As I rounded the corner, I saw broken avatars all along the street, dozens of them, along with the hulls of demolished Jackals. There had been a bloody showdown. Some of the Jackals lay on their sides instead of their wheels. One had crashed into a house.

Avatari soldiers moved along the street to my left and to my right. I fired my M27 at them, and they fired bolts at me. If they’d so much as nicked me, I would have died; but I did not have time to worry about light bolts and painful death. I tossed my M27 aside, pumped my legs as hard as I could, and kept my eyes on the door of the Jackal ahead. I focused on the holes in the driver’s-side door because they riveted my attention.

The Avatari had fired several bolts into the windshield of the vehicle to bring it down. Some of the armored glass had melted, and the rest of the smoke-stained glass was nearly opaque. The door on the driver’s side hung limp from a single hinge. Running as fast as I could, I took in details without analyzing them.

A bolt flew past me, spearing the turret in the rear of the Jackal. The wall of the turret fell off, revealing the head and shoulders of the dead gunner inside. His body hung from the back of the big gun.

Avatari milled around the far end of the street, beyond the Jackal, but they had not yet noticed me. Even if I’d had the rockets, I could not have fired at them. The clock was ticking.

The Jackal’s engine was still running, I heard its heavy purr. The driver’s door tumbled to the ground when I pulled it. Inside, the decapitated body of the driver sat belted in behind the wheel. His head was missing from the jawbone up, an unusual wound. The heat from a bolt must have boiled the fluid inside the dead man’s skull, causing it to explode.

There was no time for manners, not with the Avatari on the street and the bombs about to explode.

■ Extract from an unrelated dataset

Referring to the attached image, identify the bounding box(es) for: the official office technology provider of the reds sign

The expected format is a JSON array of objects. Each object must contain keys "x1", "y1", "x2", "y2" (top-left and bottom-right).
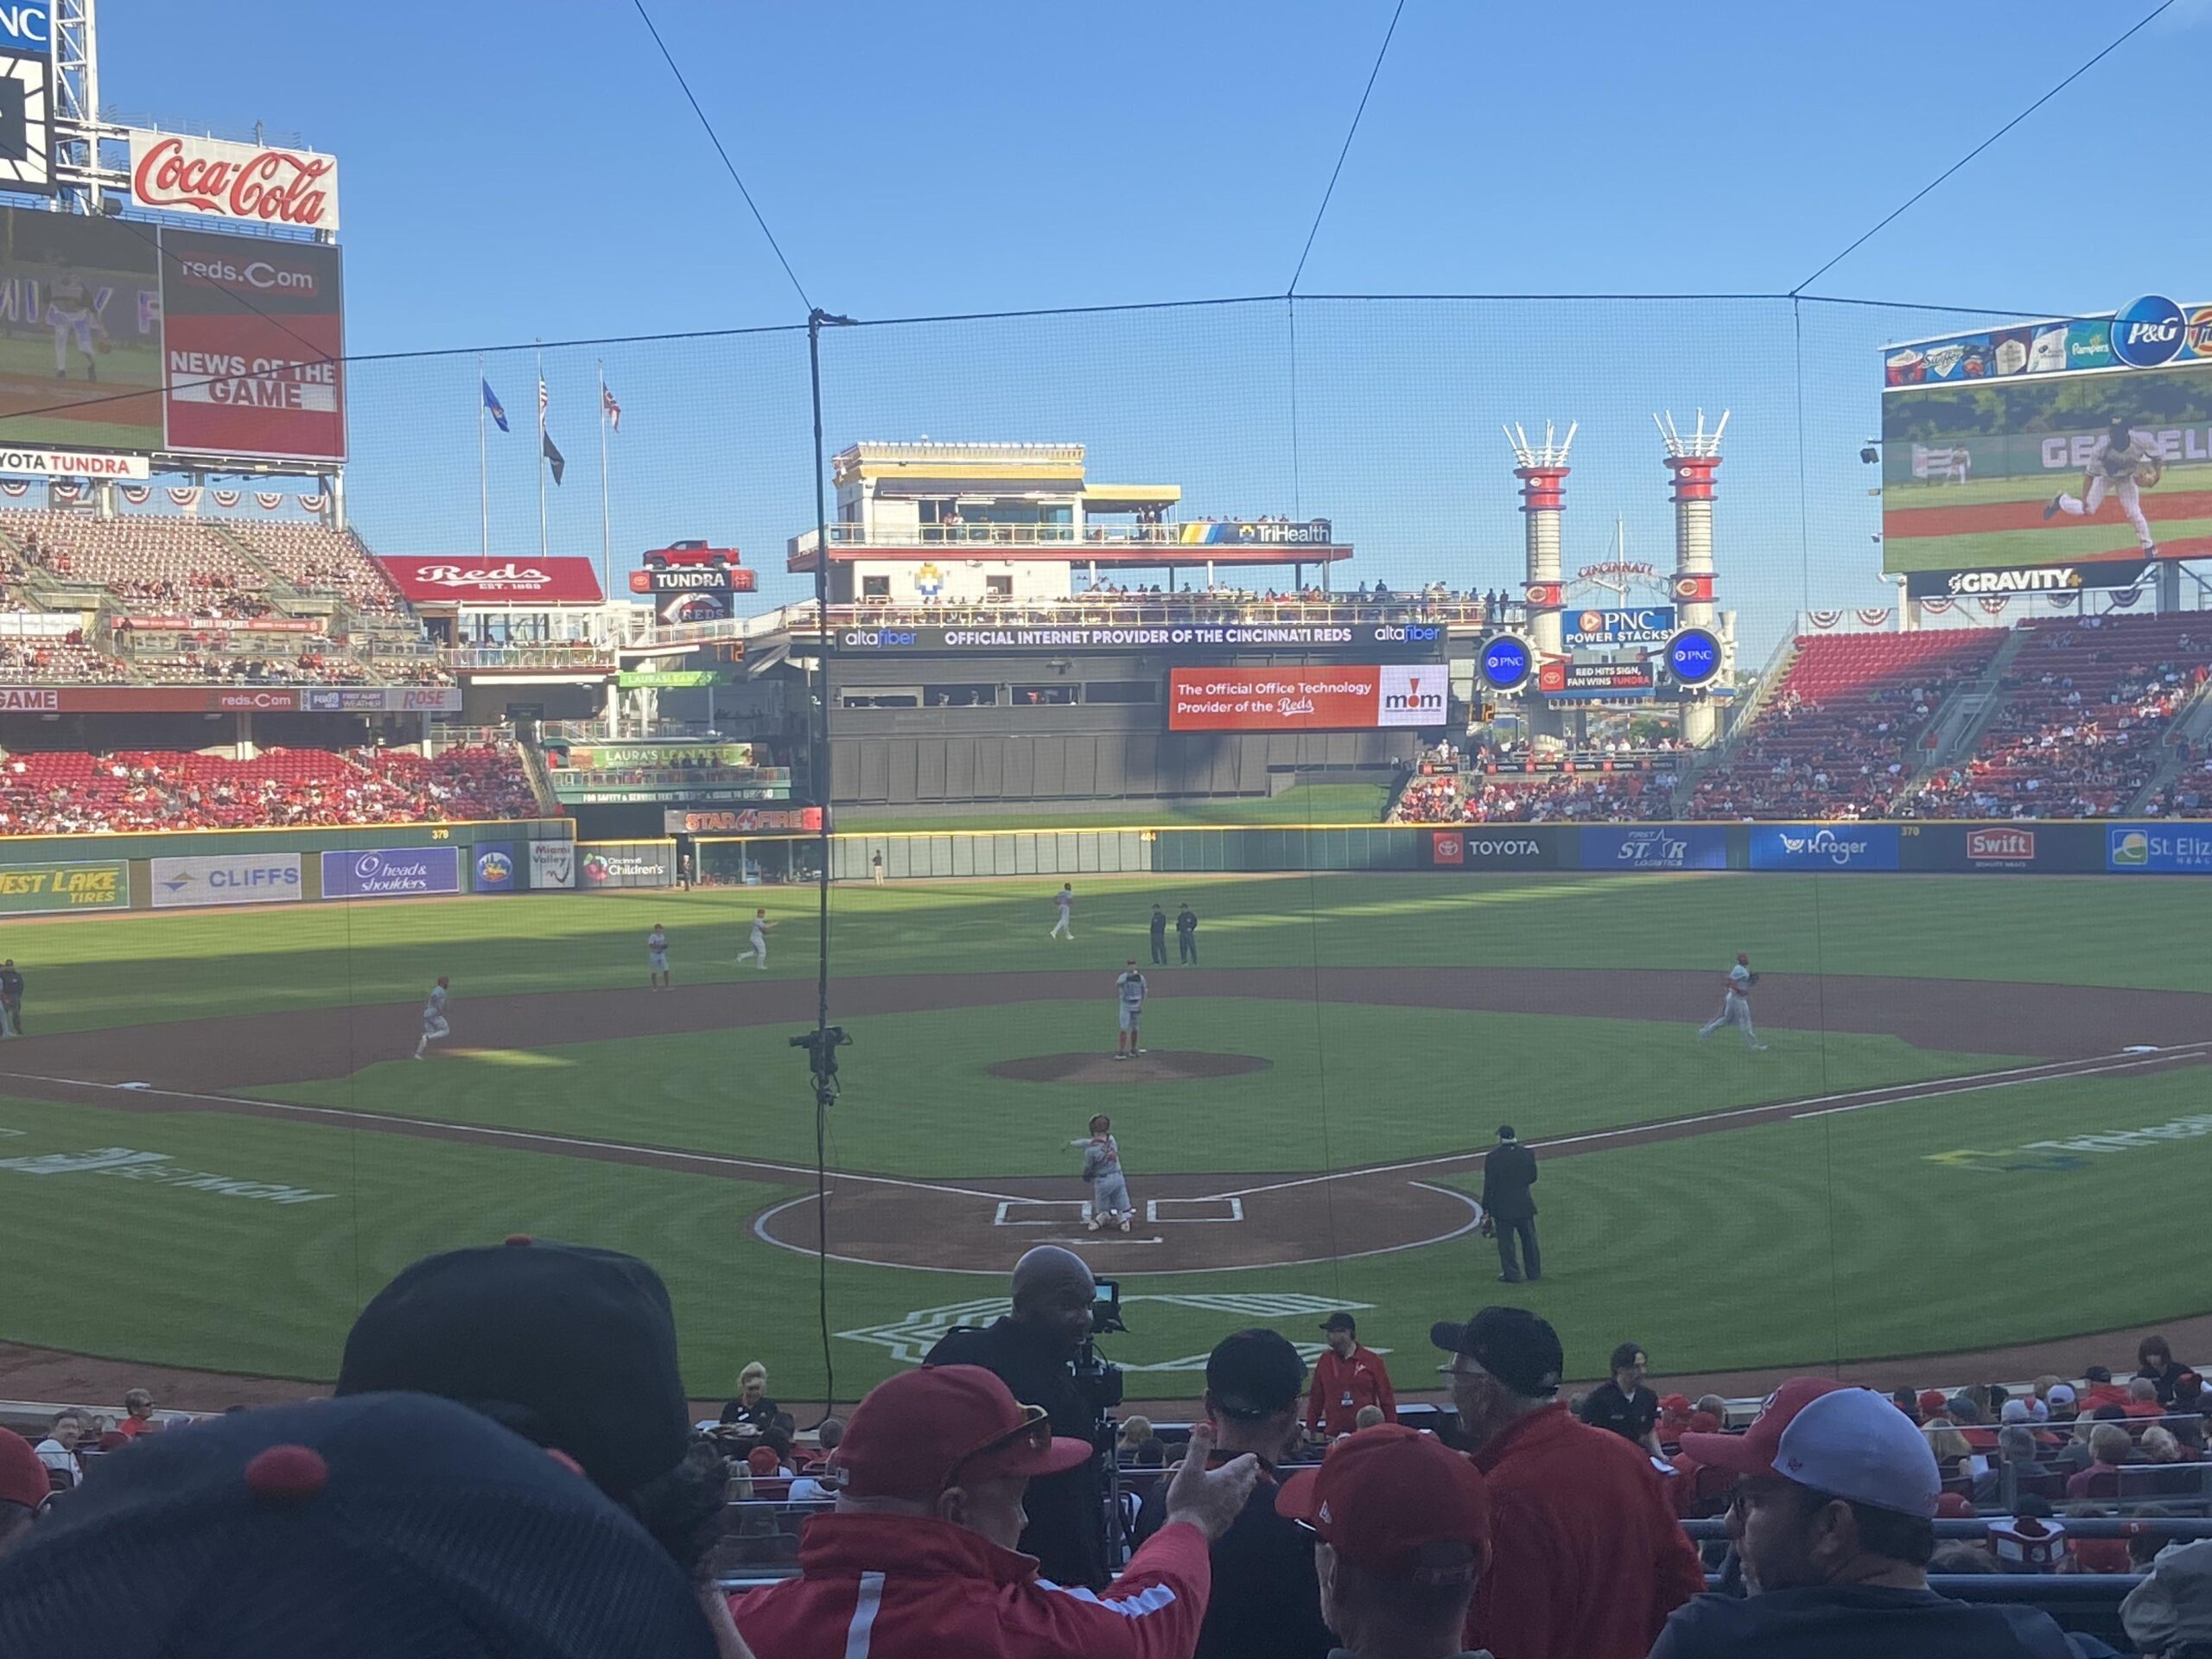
[{"x1": 159, "y1": 226, "x2": 345, "y2": 461}]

I unbuckled the dead man’s harness and shoved him aside. When I slipped the Jackal into gear, the vehicle lurched forward, causing the dead man to roll toward me. I felt something hit against my armor, looked down, and found myself staring into the open tray of the dead man’s mouth, his lolling tongue, the curve of teeth and molars, and the bone and muscle hinges that once connected the jawbone to a skull.

I vomited inside my helmet. God, I was like a kid fresh out of camp. Scared out of my wits, so excited I wanted to scream, sick to my stomach, and choking on the acrid fumes of my bile, I tore off my helmet and wiped my mouth. It felt good to breathe fresh air.

A bolt sheared through the passenger’s side of the cab, passing through the empty seat and into the gun nest behind it. Two bolts struck the cab of the Jackal and more flashed across the hood. I could not dodge their fire. All I could do was drive and hope I would have more luck than the dead man beside me.

Leaning forward over the wheel so I could see through the melted windshield, I headed straight down the street, skidding around one corner, then another, picking up speed as I went. I dodged cars and Avatari, smacked into a curb, then pounded through a hedge before reaching the edge of the little row of houses that had survived the war. Ahead of me, the west side of Norristown stretched out like a barren wasteland.

Driving three-quarters blind, I headed west and hoped for the best. Then came the explosion. It sounded as if all of Terraneau had erupted, as if God had cupped his hands and clapped them around the planet.

A shock wave rolled across the open plain, carrying with it a wall of smoke and dust as tall as a mountain. I did not see it coming. One moment the path ahead of me was clear, the next, a shock wave struck my Jackal from behind, lifting it onto its front wheels, then dropping the rear wheels back to the ground. The road buckled and bowed, but the ground did not cave in.

Trying to land on solid ground, I gunned the engine. The Jackal shot up the side of a tall dune and took to the air over the crest. When I landed, the jolt knocked my dead copilot free from the seat, and he toppled to the floor.

Looking at the hideous remains, I felt no guilt at all. I had come to liberate a planet. In order to accomplish my objective, I had needed civilian assistance. They had a militia. Yes, this man had died, but we had defeated the Avatari with a couple hundred men and a handful of vehicles.

“You did well, Harris,” I told myself. But looking at the dead man beside me, something told me I had not done as well as I had hoped.